NOT RECOMMENDED FOR PUBLICATION File Name: 26a0043n.06

No. 25-3275

UNITED STATES COURT OF APPEALS FOR THE SIXTH CIRCUIT FILED Jan 22, 2026 ) KELLY L. STEPHENS, Clerk ) ERICA DE CASTRO-LOBO; JOUBERTH ) HENRIQUE LOBO-DE SOUZA, ) ON PETITION FOR REVIEW Petitioners, ) FROM THE BOARD OF ) IMMIGRATION APPEALS v. ) ) OPINION PAMELA BONDI, Attorney General, ) Respondent. ) )

Before: STRANCH, BUSH, and READLER, Circuit Judges.

JOHN K. BUSH, Circuit Judge. Erica De Castro-Lobo and her son, Jouberth Henrique

Lobo-de Souza, petition for review of the decision of the Board of Immigration Appeals (BIA)

denying their request for asylum, withholding of removal, and relief under the Convention Against

Torture (CAT). The BIA concluded that the CAT claim fails because petitioners failed to show

the Brazilian government would take part in, acquiesce in, or be willfully blind to any torture. We

see no grounds to disturb that ruling. Meanwhile, the other claims fail because they were not

exhausted before the BIA. We therefore DENY the petition for review.

* * *

Petitioners are natives and citizens of Brazil. In 2016, the Department of Homeland

Security initiated removal proceedings against them. After conceding removability, petitioners No. 25-3275, De Castro-Lobo v. Bondi

sought asylum, withholding of removal, and CAT relief to avoid deportation.1 According to De

Castro-Lobo, she was in an abusive relationship with her son’s father. She alleges that he

repeatedly raped her, pulled her hair, broke her bones, and strangled her while they were in Brazil.

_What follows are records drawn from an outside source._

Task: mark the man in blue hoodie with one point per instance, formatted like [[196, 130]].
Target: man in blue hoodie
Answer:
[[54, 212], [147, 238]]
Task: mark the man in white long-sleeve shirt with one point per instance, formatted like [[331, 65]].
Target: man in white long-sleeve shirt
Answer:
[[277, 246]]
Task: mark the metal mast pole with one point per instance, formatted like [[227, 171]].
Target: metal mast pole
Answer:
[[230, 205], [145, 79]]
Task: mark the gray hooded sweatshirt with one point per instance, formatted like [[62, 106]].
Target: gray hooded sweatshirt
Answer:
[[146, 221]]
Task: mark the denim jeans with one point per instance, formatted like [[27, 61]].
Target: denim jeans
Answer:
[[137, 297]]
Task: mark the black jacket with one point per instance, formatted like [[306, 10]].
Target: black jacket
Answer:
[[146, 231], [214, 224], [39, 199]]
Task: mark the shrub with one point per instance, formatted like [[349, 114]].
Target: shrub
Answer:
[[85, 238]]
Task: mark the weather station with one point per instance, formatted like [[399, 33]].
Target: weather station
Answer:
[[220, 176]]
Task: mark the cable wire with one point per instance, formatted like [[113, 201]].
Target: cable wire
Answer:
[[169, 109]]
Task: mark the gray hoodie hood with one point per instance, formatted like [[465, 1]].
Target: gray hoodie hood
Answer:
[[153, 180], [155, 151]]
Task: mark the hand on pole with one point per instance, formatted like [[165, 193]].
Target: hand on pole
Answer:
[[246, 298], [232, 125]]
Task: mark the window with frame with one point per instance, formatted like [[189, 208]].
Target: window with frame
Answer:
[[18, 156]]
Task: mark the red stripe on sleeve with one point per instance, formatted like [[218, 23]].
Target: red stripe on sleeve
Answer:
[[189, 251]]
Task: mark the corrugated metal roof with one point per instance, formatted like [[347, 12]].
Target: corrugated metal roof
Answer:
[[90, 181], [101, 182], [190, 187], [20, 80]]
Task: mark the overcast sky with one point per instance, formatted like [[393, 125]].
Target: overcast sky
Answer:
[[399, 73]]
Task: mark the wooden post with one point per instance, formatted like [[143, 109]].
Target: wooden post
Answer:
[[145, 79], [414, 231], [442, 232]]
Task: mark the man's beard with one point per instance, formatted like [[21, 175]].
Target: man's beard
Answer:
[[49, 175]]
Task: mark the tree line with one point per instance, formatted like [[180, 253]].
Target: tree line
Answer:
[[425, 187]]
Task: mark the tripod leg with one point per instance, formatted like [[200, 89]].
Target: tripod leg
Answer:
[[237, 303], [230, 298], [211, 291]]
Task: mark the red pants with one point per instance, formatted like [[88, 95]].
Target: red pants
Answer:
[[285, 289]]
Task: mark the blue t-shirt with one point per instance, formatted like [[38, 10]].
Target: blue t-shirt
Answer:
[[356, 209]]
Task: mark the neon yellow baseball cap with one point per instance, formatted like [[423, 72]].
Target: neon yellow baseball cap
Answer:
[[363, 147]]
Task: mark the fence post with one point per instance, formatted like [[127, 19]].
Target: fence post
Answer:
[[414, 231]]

But she “never reported the abuse to authorities or sought medical attention for her injuries.”

AR065; accord AR126–27.

The father’s family is politically connected; his uncle was mayor of De Castro-Lobo’s

town. De Castro-Lobo claims that the father’s family did not try to stop the abuse. She also alleges

he sold cocaine and was a member of a gang, but she could not remember its name. In 2004, the

father fled Brazil because his fellow gang members had been arrested. He returned to Brazil in

2009 and contacted De Castro-Lobo, but she did not see him again until 2011. She claims he

threatened to kill her, and he faces an arrest warrant in Brazil for murder.

According to De Castro-Lobo’s account, the father’s last contact with her was in August

2011. At some time during that month, she and her son went to a party at her brother’s home,

where the father threatened to kill her and everyone else at the party if they called law enforcement.

De Castro-Lobo also claims that, over the next five years, the father repeatedly called her family,

threatening to kill her. In 2014, she obtained a Brazilian court order allowing her to take her son

to the United States. The two illegally immigrated to the United States in 2016. Subsequently,

the father (still in Brazil) repeatedly called the son at his school in the United States, threatening

to kill both him and De Castro-Lobo. De Castro-Lobo then sought relief on behalf of herself and

her son based on her claimed fear that she will be killed by the father if she returns to Brazil.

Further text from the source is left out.